Une grande joie a aussi été la personne chez qui je logeais. Pierre, un gars de 50 ans, récemment divorcé, qui a vécu des choses difficiles dans sa vie. Il avait un grand cœur, une grande écoute. Quand on rentre de journées assez intenses et épuisantes c’est un beau cadeau d’avoir cette oreille attentive, douce et attentionnée. Il m’a beaucoup apporté, et je pense que c’était réciproque. De manière très providentielle, le directeur de l’hôpital m’avait proposé d’être logé chez cette personne qui se proposait de recevoir quelqu’un chez lui. Il a fait un beau cheminement vers le pardon sur ces 6 semaines. Il a commencé à remettre sa croix, il ne parlait plus de sa femme comme de son ex-femme, l’appelait par son prénom, il a commencé à lui renvoyer des messages. Plein de petites perspectives s’ouvraient.

Hors de l’hôpital, tu as trouvé du soutien ?

Je me suis senti soutenu par énormément de personnes. Je suis arrivé le 30 mars dans un service en pleine épidémie. Mon premier soir a été très compliqué. J’ai réalisé que les gens mouraient seuls. Il y avait une perte d’humanité très difficile pour moi. Pour chaque patient, quand tu rentres dans sa chambre tu dois t’équiper d’une surblouse, d’une charlotte, d’un tablier, de gants, de lunettes, d’un masque, etc… On te demande d’y aller le moins souvent possible, et d’y rester le moins de temps possible quand tu y vas, parce que ça augmente les risque de surinfection.

Une des premières patientes que j’ai vue venait de perdre son mari du coronavirus à 80 et quelques années. Elle m’a dit : « J’ai l’impression d’être une machine. Quand on rentre dans ma chambre on vient faire deux trois trucs et on repart, c’est tout ! ».

Cette première journée, je l’ai racontée par écrit et l’ai envoyée à ma famille, au séminaire, à ma maisonnée. Dans les jours qui ont suivi, ils m’ont envoyé des messages de soutien, ils ont prié… J’ai pu régulièrement leur envoyer certains noms de patients, certaines situations, et ils ont prié et fait célébrer des messes pour eux. J’étais très touché de voir toute cette communauté qui me soutenais et me portait. J’ai réalisé que nous sommes tous ensemble en mission, et que je ne suis pas seul. Je suis juste les petites mains devant.

En réalité, tu as fait une mission d’évangélisation de 6 semaines ?

Oui, mais ça c’est normal. J’espère que toute ma vie sera comme ça. La plus grande joie vient de là. Quand on est témoin du Christ, quel cadeau !

Est-ce qu’une parole de Dieu t’a particulièrement porté durant cette période ?

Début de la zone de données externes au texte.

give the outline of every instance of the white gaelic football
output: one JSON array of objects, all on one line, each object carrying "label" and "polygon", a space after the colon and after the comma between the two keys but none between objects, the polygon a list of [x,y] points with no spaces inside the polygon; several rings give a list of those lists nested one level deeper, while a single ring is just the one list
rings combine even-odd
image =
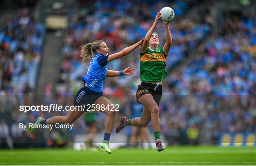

J’ai réalisé que le grand désir du Seigneur c’était cela : « que ma joie soit en vous, et que votre joie soit parfaite. » (Jean 15, 11) J’ai vécu une expérience ou ce n’était plus moi qui conduisais ma vie. Tant de choses m’échappaient, que ce soient les rencontres, les patients, l’évolution de la situation… en tout cela, le Seigneur me précédait. Quand on rentre dans cette dynamique, de pauvreté, de se laisser guider, la joie est parfaite.

Le mot pauvreté revient beaucoup dans ton témoignage.

La pauvreté est une expérience fondamentale dans la vie chrétienne. J’aime bien cette image de la bouteille d’eau : on dit qu’on aimerait être rempli par le Seigneur, mais si la bouteille est déjà pleine, où est la place pour le Seigneur ? On réalise petit à petit, qu’en fait, on est bien vides, limités, faillibles, imparfaits… Et ça nous permet d’être en vérité avec Dieu.

C’est l’expérience que j’ai vécue dès la veille de ma présence à l’hôpital. Je n’ai quasiment pas dormi de la nuit, en me disant : « Sur quoi est-ce que je pars ? Ça fait un an et demi que je n’ai pas exercé la médecine, je ne connais plus rien. » Ces moments où on se rend compte qu’on est tout petits sont les moments où on est le plus vrai. Vrai avec le Seigneur parce qu’on va demander son aide et qu’on expérimente qu’on en a réellement besoin.

De manière plus large avec d’autres médecins, on a été confrontés à une maladie qu’on découvrait, qui nous surprenait par sa gravité, et dont on ne sait presque rien encore aujourd’hui. La médecine qui prétendait faire du transhumanisme, et arriver à « un homme immortel » est démunie face à un tout petit virus. C’était une expérience de pauvreté pour beaucoup, mais c’est un cadeau la pauvreté.